Es gibt gute Gründe anzunehmen, dass persönliche Sympathien eine erhebliche Rolle in Trumps Entscheidungen spielen. Es geht also auch darum, wie man als Verhandlungspartner eine persönliche Ebene schafft, die zu einem besseren Ergebnis führt. Schmeichelei und persönliche Bindungen werden da zu wichtigen Instrumenten.

Trump will umschmeichelt werden – und Siege erringen.
Ja. Das führt mich zu zwei grundsätzlichen Erkenntnissen, die meiner Meinung nach für jede Verhandlung wichtig sind – egal ob zwischen Einzelpersonen, Unternehmen oder Staaten: Erstens, man muss sich selbst kennen. Zweitens, man muss sein Gegenüber kennen. Sich selbst zu kennen bedeutet: Was ist uns am wichtigsten? Wofür kämpfen wir am härtesten? Worauf könnten wir im Notfall verzichten? Darüber muss sich die Schweizer Verhandlungsdelegation absolut im Klaren sein. Das ist gerade in Situationen mit wenig Verhandlungsmacht absolut zentral: Falls wir überhaupt etwas bekommen, was ist dann das Wichtigste?

Was meinen Sie mit «sein Gegenüber verstehen»?
Bevor man in eine Verhandlung steigt, muss man wissen: Was ist dem Gegenüber wichtig, und wie kann ich ihm helfen, aus seiner Sicht als Sieger hervorzugehen? In einer positiven Summe können beide gewinnen. In einer Nullsummensituation – und so sieht Trump Verhandlungen – geht es oft darum, ihm den gewünschten «Sieg» zu ermöglichen, während man gleichzeitig die eigenen Interessen wahrt.

Unsere Zeitung hat heute halb im Scherz, halb ernsthaft vorgeschlagen, die Fifa von Zürich nach Miami zu verlegen und Trump zum Ehrenpräsidenten zu ernennen.
Das wäre ein symbolischer Schritt, der für den internationalen Handel völlig bedeutungslos ist, aber für Trump persönlich wichtig sein könnte. Gar nicht abwegig, denn der Vorschlag geht auf die Art und Weise des Gegenübers ein.

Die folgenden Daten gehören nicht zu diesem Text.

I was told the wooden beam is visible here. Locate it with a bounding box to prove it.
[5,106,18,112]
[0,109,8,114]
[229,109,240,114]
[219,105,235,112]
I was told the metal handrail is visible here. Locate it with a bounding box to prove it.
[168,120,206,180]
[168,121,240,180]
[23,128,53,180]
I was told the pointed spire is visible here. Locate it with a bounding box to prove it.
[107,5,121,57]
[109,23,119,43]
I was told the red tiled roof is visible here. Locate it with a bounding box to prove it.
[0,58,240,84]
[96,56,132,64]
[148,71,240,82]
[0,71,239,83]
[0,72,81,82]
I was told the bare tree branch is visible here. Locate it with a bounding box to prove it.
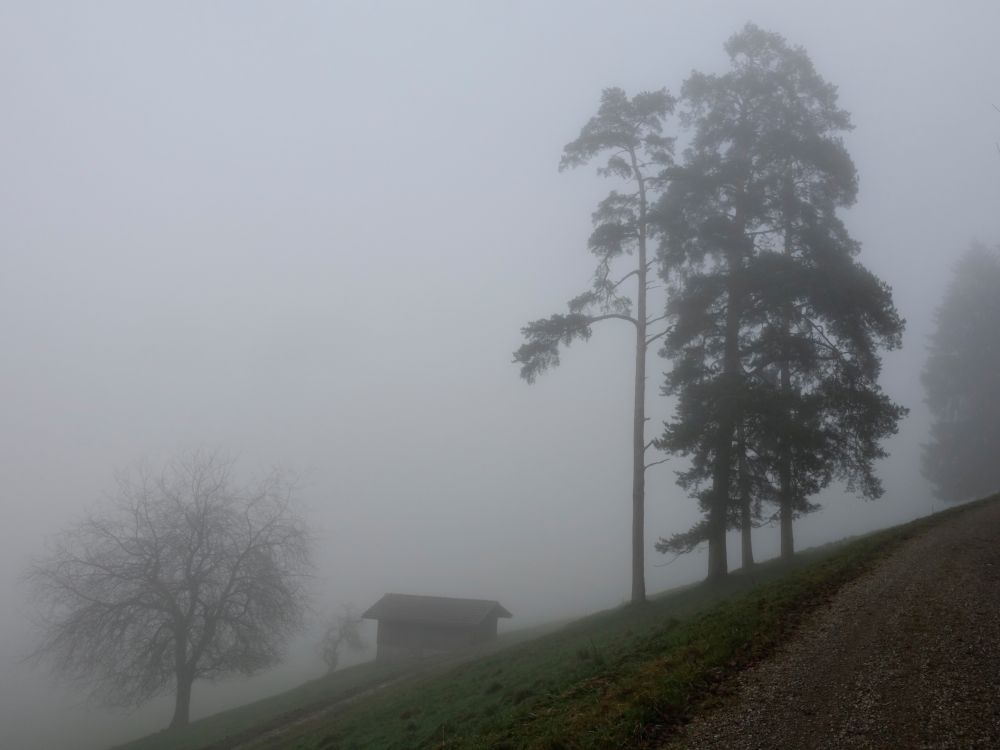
[610,269,640,290]
[319,604,365,673]
[645,327,670,347]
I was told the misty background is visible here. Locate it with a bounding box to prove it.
[1,2,998,748]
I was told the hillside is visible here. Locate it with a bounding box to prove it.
[116,496,997,750]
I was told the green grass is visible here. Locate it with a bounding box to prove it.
[113,623,566,750]
[110,659,412,750]
[118,496,996,750]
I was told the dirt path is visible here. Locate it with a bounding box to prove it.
[204,676,406,750]
[672,500,1000,749]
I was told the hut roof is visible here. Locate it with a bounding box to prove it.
[362,593,512,627]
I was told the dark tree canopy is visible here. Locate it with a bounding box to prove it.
[656,24,905,575]
[922,244,1000,502]
[26,452,312,729]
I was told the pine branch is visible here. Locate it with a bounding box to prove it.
[611,269,640,290]
[514,311,637,383]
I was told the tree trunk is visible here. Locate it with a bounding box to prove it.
[707,318,737,580]
[630,151,648,605]
[170,631,193,729]
[780,490,794,560]
[707,456,729,582]
[169,671,193,729]
[778,359,794,561]
[741,501,754,568]
[707,250,744,582]
[738,423,754,569]
[631,323,646,604]
[778,198,795,561]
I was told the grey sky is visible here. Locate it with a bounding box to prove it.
[2,2,998,747]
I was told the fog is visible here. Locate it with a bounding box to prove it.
[1,2,998,747]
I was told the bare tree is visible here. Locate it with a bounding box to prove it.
[25,451,313,729]
[319,604,365,673]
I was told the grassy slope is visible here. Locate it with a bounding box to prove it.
[113,624,566,750]
[118,496,995,750]
[110,659,410,750]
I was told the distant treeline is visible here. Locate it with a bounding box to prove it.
[922,243,1000,503]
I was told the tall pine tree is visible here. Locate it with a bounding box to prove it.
[514,88,674,604]
[656,25,905,578]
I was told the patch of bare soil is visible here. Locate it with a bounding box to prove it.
[671,501,1000,749]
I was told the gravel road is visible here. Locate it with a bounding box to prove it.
[671,500,1000,749]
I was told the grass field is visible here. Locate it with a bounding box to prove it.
[117,496,994,750]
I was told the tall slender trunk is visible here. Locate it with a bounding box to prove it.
[738,422,754,569]
[778,344,793,559]
[708,263,741,582]
[740,494,754,569]
[630,150,648,605]
[632,311,646,603]
[778,190,795,561]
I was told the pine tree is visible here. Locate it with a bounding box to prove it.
[656,24,905,577]
[514,88,674,604]
[922,244,1000,502]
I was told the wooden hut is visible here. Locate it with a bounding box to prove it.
[362,593,512,661]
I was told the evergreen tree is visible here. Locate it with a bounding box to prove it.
[514,88,674,604]
[922,244,1000,502]
[656,25,905,577]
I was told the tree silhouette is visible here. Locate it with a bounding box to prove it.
[26,452,312,729]
[922,244,1000,502]
[515,88,674,604]
[657,25,905,577]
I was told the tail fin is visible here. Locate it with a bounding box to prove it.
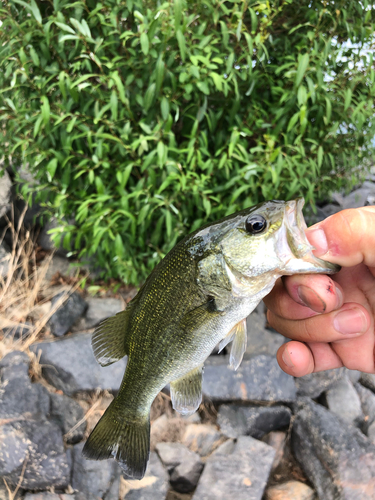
[82,399,150,479]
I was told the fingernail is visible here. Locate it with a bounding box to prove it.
[333,308,368,335]
[306,227,328,256]
[298,285,326,312]
[282,346,295,368]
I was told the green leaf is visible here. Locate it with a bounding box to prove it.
[29,47,40,66]
[249,8,257,34]
[160,97,169,121]
[110,90,118,121]
[317,146,323,168]
[55,22,76,34]
[140,32,149,56]
[344,88,352,111]
[46,158,58,181]
[144,83,156,111]
[165,209,172,237]
[295,54,309,87]
[197,81,210,95]
[30,0,42,23]
[176,29,186,61]
[174,0,182,29]
[155,56,164,92]
[41,96,50,125]
[115,234,124,257]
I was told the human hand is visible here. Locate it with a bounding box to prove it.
[264,207,375,376]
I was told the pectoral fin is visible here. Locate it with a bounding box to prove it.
[229,318,247,371]
[218,319,247,371]
[170,365,203,416]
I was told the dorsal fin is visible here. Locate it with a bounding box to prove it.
[91,294,141,366]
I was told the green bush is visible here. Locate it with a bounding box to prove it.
[1,0,375,284]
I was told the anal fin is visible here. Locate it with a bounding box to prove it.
[170,365,203,416]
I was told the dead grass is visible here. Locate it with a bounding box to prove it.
[0,205,88,362]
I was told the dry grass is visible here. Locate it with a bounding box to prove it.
[0,206,87,363]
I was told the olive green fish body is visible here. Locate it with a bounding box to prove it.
[83,199,340,478]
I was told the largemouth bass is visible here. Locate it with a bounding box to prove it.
[83,198,339,478]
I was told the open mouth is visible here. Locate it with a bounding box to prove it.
[283,198,340,274]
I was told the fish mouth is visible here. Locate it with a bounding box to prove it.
[283,198,340,274]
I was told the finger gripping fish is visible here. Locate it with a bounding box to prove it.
[82,198,339,478]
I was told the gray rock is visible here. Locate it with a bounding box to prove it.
[0,170,12,219]
[71,442,119,500]
[156,442,203,493]
[1,419,70,490]
[217,404,291,439]
[244,305,286,358]
[38,217,68,256]
[24,495,76,500]
[355,382,375,433]
[0,424,30,476]
[30,332,126,396]
[0,350,30,371]
[182,424,223,457]
[360,372,375,393]
[203,355,296,403]
[192,436,275,500]
[347,369,361,384]
[122,452,169,500]
[0,353,50,419]
[292,398,375,500]
[325,376,363,426]
[295,367,346,398]
[368,421,375,444]
[49,291,88,337]
[342,181,375,209]
[43,255,76,284]
[0,243,11,278]
[265,480,315,500]
[73,297,123,331]
[103,469,121,500]
[49,393,86,444]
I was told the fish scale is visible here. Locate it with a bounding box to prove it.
[83,198,340,479]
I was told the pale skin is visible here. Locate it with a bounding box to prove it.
[264,206,375,376]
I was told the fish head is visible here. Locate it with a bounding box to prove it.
[214,198,340,289]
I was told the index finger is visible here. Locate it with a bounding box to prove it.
[306,206,375,268]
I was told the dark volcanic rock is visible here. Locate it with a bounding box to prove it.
[217,404,292,439]
[1,419,70,490]
[203,355,296,403]
[49,393,86,444]
[0,352,50,419]
[30,332,126,395]
[192,435,275,500]
[122,452,169,500]
[292,398,375,500]
[156,442,203,493]
[182,424,223,457]
[295,367,346,398]
[71,442,119,500]
[325,376,363,426]
[49,291,88,337]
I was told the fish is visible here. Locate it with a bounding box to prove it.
[82,198,340,478]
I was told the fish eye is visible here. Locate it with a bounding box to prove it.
[245,214,267,235]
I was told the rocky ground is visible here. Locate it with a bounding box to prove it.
[1,166,375,500]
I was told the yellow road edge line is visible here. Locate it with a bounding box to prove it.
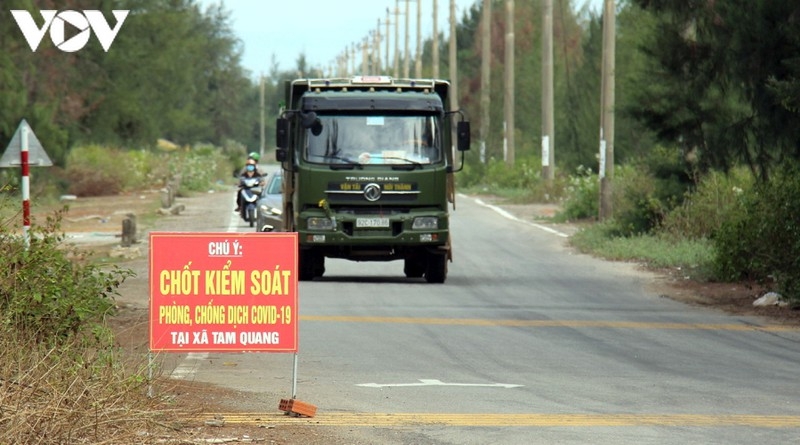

Der Bundesrat hat nun beschlossen, dass sowohl die Bundespräsidentin als auch der Wirtschaftsminister nach Washington reisen, um in letzter Minute ein Abkommen zu versuchen. Ist das klug?
Die Doppel-Delegation ist ein prozessuales Zugeständnis, das helfen könnte: Es vermittelt der US-Regierung das gewünschte Bild, dass sie stark und dominant auftritt und dass andere Staaten ihr Respekt zollen. Natürlich gibt es ein Risiko, dass nichts herauskommt, und dann ist es peinlich. Aber es ist eine symbolische Geste, die nicht viel kostet. Und es geht ja um sehr viel für die Schweiz.

epa12285191 U.S. President Donald Trump takes questions after signing an executive order establishing a task force to oversee the Los Angeles 2028 Olympic Games in the South Court Auditorium of the Wh ...
Braucht Schmeicheleien: Donald Trump.Bild: keystone

Der Umgang mit Selenskyj hat gezeigt: Trump kann nach einem Eklat in einem zweiten Gespräch mit derselben Person sich ganz anders verhalten.
Genau. Wir wissen zwar nicht, was in diesem Telefonat genau gesagt wurde, aber es scheint Parallelen zum Treffen mit Selenskyj zu geben: Wenn Trump sich – ob zu Recht oder nicht – beleidigt oder zu wenig wertgeschätzt fühlt, kann das schnell zu einer Dynamik führen, die ein Gespräch entgleisen lässt. Es mag unfair erscheinen, dass David sich bei Goliath einschmeicheln muss. Aber wenn das letztlich dazu führt, dass Goliath anders denkt und spricht – und damit David hilft –, dann ist es der richtige Weg.

Sollte der Bundesrat dem US-Präsidenten Investitionszusagen machen, die gut klingen, aber am Ende kaum eingehalten werden?
Die Schweizer Delegation sollte versuchen, möglichst viele Informationen zu sammeln und herauszufinden, welche Zugeständnisse für die US-Regierung wirklich Bedeutung haben. Es geht darum, möglichst nahe an die Denkweise des Gegenübers heranzukommen. Wenn es gelingt, Kontakte zu finden, die Einblicke in die Gedankenwelt der US-Delegation geben, kann man gezielt Vorschläge machen. Diese dürfen dann durchaus steil sein.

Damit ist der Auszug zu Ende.